Wenn man sich etwas wünschen dürfte für diese opulenteSammlung, dann wäre es eine wissenschaftliche Aufarbeitung und Neuordnung dieser beeindruckenden Stücke; kunsthistorische, volkskundliche und religionswissenschaftliche Seminare müßten Ausschwärmen und Forschungen anstellen: Dinge, die ein regionaler Verein nicht leisten kann, dem mit Liebe und Ausdauer schon sehr viel gelungen ist. Da es dem Herrn Roesch unbekannt war, erlaubte ich mir noch auf ein Stück immaterielles Kulturerbe in Form eines weiteren Goethegedichtes hinzuweien, das zugleich an die verschobene illuminierte Plattlinger Wasserprozession erinnert:
Sankt Nepomuks Vorabend
Karlsbad, den 15. Mai 1820
Lichtlein schwimmen auf dem Strome,
Kinder singen auf der Brücken, Glocke,
Glöckchen fügt vom Dome
Sich der Andacht, dem Entzücken.
Lichtlein schwinden, Sterne schwinden;
Also löste sich die Seele
Unsres Heil'gen, nicht verkünden
Durft er anvertraute Fehle.
Lichtlein, schwimmet! Spielt, ihr Kinder!

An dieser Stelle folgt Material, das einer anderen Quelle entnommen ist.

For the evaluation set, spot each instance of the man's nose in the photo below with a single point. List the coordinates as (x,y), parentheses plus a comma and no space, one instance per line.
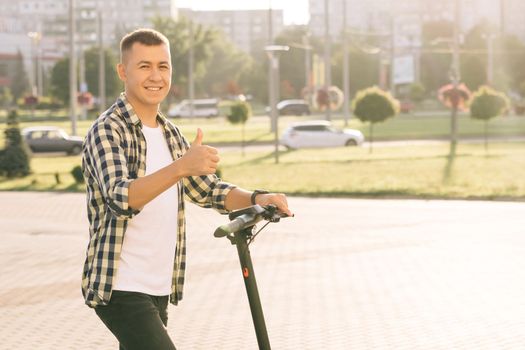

Kinderchor, o singe, singe!
Und verkündiget nicht minder,
Was den Stern zu Sternen bringe.
Nachtrag
Auf der Rückreise kam ich wieder über Landshut und fand am Ufer in der Abendsonne ein Gasthaus mit – was soll ich sagen nach all der Nepomukfülle – mit dem Namen Nepomuk. Als Signet ein Priesterkopf mit Birett, dem Hl. Nepomuk nahekommend, in der Hand allerdings eine Kaffeetasse. An der Hauswand entdeckte ich eine Terrakottafigur , quasi nur ein Kegel mit einer bemützten Kugel als Kopf, einem angehefteten Arm, der den Zeigefinger vor den Mund hält. Keine Palme, kein Kreuz, aber eben doch eine minimalistische Nepomukdarstellung. Wenn man genau hinschaut, bemerkt man einen steinernen Brückenbogen unter den angedeuteten Füßen. Als ich mich nach dem Ursprung erkundige, erfahre ich, daß es sich um eine frühe Arbeit von Fritz Koenig handelt, die er 1953 für seinen Förderer, den Architekten Hans Hofbauer an dessen Haus an der Isarpromenade gestaltet hatte. Die Reise hat sich in vielerlei Hinsicht gelohnt, auch wenn ich keine Wasserprozession erleben konnte.